While some in situ cancers may be indolent and may not develop into an invasive cancer, there is currently no way of knowing which ones they are, Dr Destounis said.
"Our job as radiologists is to detect every new abnormality, and that is what mammography screening is very good at doing. There may be room to change our position after the pathologist interprets the screen as being very early low-grade DCIS, and I think there are changes occurring right now in the US with regard to what to do about those very early in situ tumors, but the authors have done a disservice by lumping DCIS and stage I together," she said.
"The way these authors analyzed their data is faulty. The point of screening mammography is to find those stage I cancers and obviously we are doing a good job at doing that. Even their own analysis shows that we are doing a good job finding these stage I tumors, and in all age groups," she added.

Calls Benefits of Screening Into Question 

However, an expert in public health who has raised questions about the benefits of regular mammography screenings for many women says the new results from the Netherlands affirm other findings.
"This study in the Netherlands basically replicates the picture in the United States," H. Gilbert Welch, MD, MPH, professor of medicine, Dartmouth Institute for Health Policy & Clinical Practice, Lebanon, New Hampshire, told  Medscape Medical News.
The widespread introduction of mammography is associated with a dramatic increase in the detection of early-stage breast cancer but little concomitant decline in the rate at which women present with late-stage breast cancer. This combination suggests that screening mammography has little effect on breast cancer mortality, and that the decline in mortality that we have seen in the last 20 years or so is largely the result of better treatment," Dr Welch commented.
Dr Welch coauthored a 2012 study with Archie Bleyer, MD, Oregon Health and Science University, Portland, which showed similar results, including a 30% increase in rates of overdiagnosis and only a small effect on the rate of death from breast cancer. That study was published in the New England Journal of Medicine 
"An important message is that you don't solve the problem by throwing more technology at it. Adding an ultrasound, adding an MRI, adding digital mammography, this only makes the problem of overdiagnosis worse. The harder you look for this stuff, the more likely you are going to get into the overdiagnosis problem," Dr Welch said.
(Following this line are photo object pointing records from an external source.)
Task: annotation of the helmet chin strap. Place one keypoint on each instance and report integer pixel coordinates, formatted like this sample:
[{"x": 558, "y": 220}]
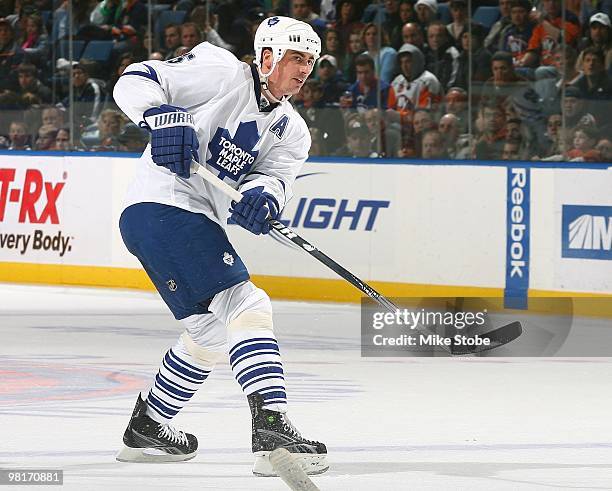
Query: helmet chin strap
[{"x": 265, "y": 89}]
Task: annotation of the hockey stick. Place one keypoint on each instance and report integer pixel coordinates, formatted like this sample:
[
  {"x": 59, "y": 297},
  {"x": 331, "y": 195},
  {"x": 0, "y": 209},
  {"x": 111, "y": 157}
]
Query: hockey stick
[{"x": 497, "y": 337}]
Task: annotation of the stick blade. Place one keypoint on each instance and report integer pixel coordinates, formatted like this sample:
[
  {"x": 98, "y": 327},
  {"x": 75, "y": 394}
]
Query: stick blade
[
  {"x": 289, "y": 470},
  {"x": 497, "y": 337}
]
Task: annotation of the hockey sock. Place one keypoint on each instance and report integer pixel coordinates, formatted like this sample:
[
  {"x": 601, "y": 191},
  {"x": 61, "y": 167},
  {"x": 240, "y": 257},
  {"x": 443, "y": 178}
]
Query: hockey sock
[
  {"x": 178, "y": 378},
  {"x": 258, "y": 367}
]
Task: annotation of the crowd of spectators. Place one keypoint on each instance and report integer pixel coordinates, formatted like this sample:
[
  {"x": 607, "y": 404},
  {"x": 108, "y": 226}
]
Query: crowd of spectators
[{"x": 509, "y": 80}]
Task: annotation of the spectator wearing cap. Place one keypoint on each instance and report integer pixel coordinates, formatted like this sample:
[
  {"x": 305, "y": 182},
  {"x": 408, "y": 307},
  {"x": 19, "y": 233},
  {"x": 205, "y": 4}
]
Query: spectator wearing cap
[
  {"x": 441, "y": 57},
  {"x": 492, "y": 40},
  {"x": 384, "y": 56},
  {"x": 550, "y": 29},
  {"x": 407, "y": 15},
  {"x": 415, "y": 87},
  {"x": 88, "y": 96},
  {"x": 332, "y": 84},
  {"x": 363, "y": 93},
  {"x": 11, "y": 55},
  {"x": 514, "y": 38},
  {"x": 459, "y": 14},
  {"x": 427, "y": 10},
  {"x": 318, "y": 114},
  {"x": 29, "y": 83},
  {"x": 413, "y": 34},
  {"x": 600, "y": 37},
  {"x": 472, "y": 48}
]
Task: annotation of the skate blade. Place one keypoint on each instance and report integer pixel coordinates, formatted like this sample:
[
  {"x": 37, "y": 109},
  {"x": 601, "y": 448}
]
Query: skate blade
[
  {"x": 150, "y": 455},
  {"x": 312, "y": 464}
]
"We have been pushing screening mammography too much. We've totally overstated its benefits and understated its harms. It can lead a woman to be treated for breast cancer who otherwise would never need to know about it," he said.
Older individuals in particular should be wary of undergoing cancer screening, he said.
"When you start getting older, you don't want to be doing any kind of cancer screening. It creates more problems than it solves. It leads to a lot more procedures, you end up getting medicalized, and some people have surgery. Urologists agreed very early on that people with limited life expectancy should not be screened for prostate cancer [as] only bad things can happen as a result of that. I think the general story is we've gone a little overboard in our desire to find cancer early," Dr Welch said.
"Women aged 70 to 75 are the ones who really have a shoot-up in incidence when they start screening. Most of the cancers that are found are not relevant and for those that are, most can be treated. I know it's a counterculture message, but I think it's the truth," he said.
Breast cancer mortality is falling, not because of screening but because treatments have improved, Dr Welch said.
"That's the good news that a lot of people miss. We are much better at treating breast cancer than we were 20 years ago. Ironically, the better we become at treating breast cancer, the less important screening becomes," he added.
The study was supported by the International Prevention Research Institute. Dr Autier, Dr Welch, and Dr. Destounis have disclosed no relevant financial relationships.